PHOTO BY taras garcia

It’s true. Little Saigon is all about the food, but the food world here is miles away—literally and figuratively—from restaurants in downtown Sacramento: You generally don’t know who the chefs are because they’re “hiding in the back,” says Corn. Sometimes you barely see the waiters. But the trade-off is a quick, cheap and tasty meal with a condiment selection on every table for diners to adjust the dish to their individual liking.

But with such a vast selection, some are left with the question of how to find good restaurants.

“If you see a line, then go,” says Corn. “A nice, busy pho restaurant is a great welcome. If you have to wait a minute, wait. Something’s going on there that’s good.”

She says that nowadays, there’s such a large number of restaurants in the area, the quality is good across the board. Accordingly, Corn’s comfortable picking a pho restaurant at random and eating there because “something just tells me to trust [them] all.”

“If there’s bad pho, it’s going to be very obvious.”

Corn says she’s also noticed that improvements in traffic flow and landscaping have created an overall feeling that Little Saigon is now a cohesive district. That, plus the sheer number of great Vietnamese restaurants make for a welcoming environment.

“The degree of artistry that goes into a cuisine like this gives you an example of how the culture feels about you as a customer eating their food,” says Corn. “They don’t give you stuff that embarrasses them; they want you to come back.”

After the meal, walking around the plaza that houses TK Noodle, Corn visits an orchid store whose owner she knows by name. Lastly, she wanders over to Shun Fat Supermarket, the shopping center’s anchor tenant, to peruse the produce.

“Food is the lure, then the shopping,” she says.

Instead of buying produce, she ends up spending most of her time in the kitchen-goods aisle. Here, she buys a rice-paper dipping bowl used to make spring rolls. Corn often makes her own rolls at home using leftovers from her fridge, bean sprouts and homegrown cilantro.

But is the neighborhood truly dangerous? What about those bulletproof vests that Nguyen heard jokes about?

There are safety issues in any area, Corn says. Besides, people will always seek out new restaurants, new adventures.

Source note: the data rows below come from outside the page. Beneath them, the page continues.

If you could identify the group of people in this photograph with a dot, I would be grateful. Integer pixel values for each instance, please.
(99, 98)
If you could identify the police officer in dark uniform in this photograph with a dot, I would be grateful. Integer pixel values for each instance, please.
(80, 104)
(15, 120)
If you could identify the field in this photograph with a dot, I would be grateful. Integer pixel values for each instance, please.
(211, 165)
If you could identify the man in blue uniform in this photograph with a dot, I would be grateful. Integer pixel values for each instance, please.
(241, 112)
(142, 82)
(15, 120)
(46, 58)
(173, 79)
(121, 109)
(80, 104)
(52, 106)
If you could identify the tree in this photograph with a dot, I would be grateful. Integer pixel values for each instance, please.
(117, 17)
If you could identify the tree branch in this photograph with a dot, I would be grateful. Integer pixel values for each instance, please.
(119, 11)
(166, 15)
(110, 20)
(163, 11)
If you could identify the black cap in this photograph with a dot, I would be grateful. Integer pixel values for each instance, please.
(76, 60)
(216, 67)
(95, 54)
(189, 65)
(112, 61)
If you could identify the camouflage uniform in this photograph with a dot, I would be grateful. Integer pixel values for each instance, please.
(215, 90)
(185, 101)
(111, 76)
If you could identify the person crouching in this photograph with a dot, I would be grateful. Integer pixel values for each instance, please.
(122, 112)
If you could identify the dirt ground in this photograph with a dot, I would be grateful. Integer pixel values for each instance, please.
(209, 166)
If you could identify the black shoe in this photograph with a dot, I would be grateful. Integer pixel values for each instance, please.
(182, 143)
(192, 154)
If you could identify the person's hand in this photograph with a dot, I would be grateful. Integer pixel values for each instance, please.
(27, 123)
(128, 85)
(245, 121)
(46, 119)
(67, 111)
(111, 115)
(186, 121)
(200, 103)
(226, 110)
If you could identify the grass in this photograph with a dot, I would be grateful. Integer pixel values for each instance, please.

“K Street is dangerous and [has been] for a long time. Downtown can be dangerous. You’ve had people killed in front of the Crest Theatre. So [what]? Nothing’s going to happen here.”

Nguyen describes the crime in Little Saigon a bit more pragmatically.

“Reality still kicks in, and in the evening times—especially in the fall and winter times when it gets dark faster—I still see [prostitutes] walking by, I see drugs coming in [to the area],” she says.

“That’s why the Stockton Boulevard Partnership, the Florin Road Partnership and the Greater Sacramento Vietnamese American Chamber of Commerce—these are all important organizations.”

Indeed, under the watchful eye of these community-minded groups—not to mention the restaurants, customers and residents—Little Saigon stands a solid chance of shedding its legacy of crime and blight.

“We came from pretty humble beginnings,” says Hoang. “But I’m optimistic that my generation is going to help build [a Little Saigon] not just for Vietnamese Americans, but all Americans.”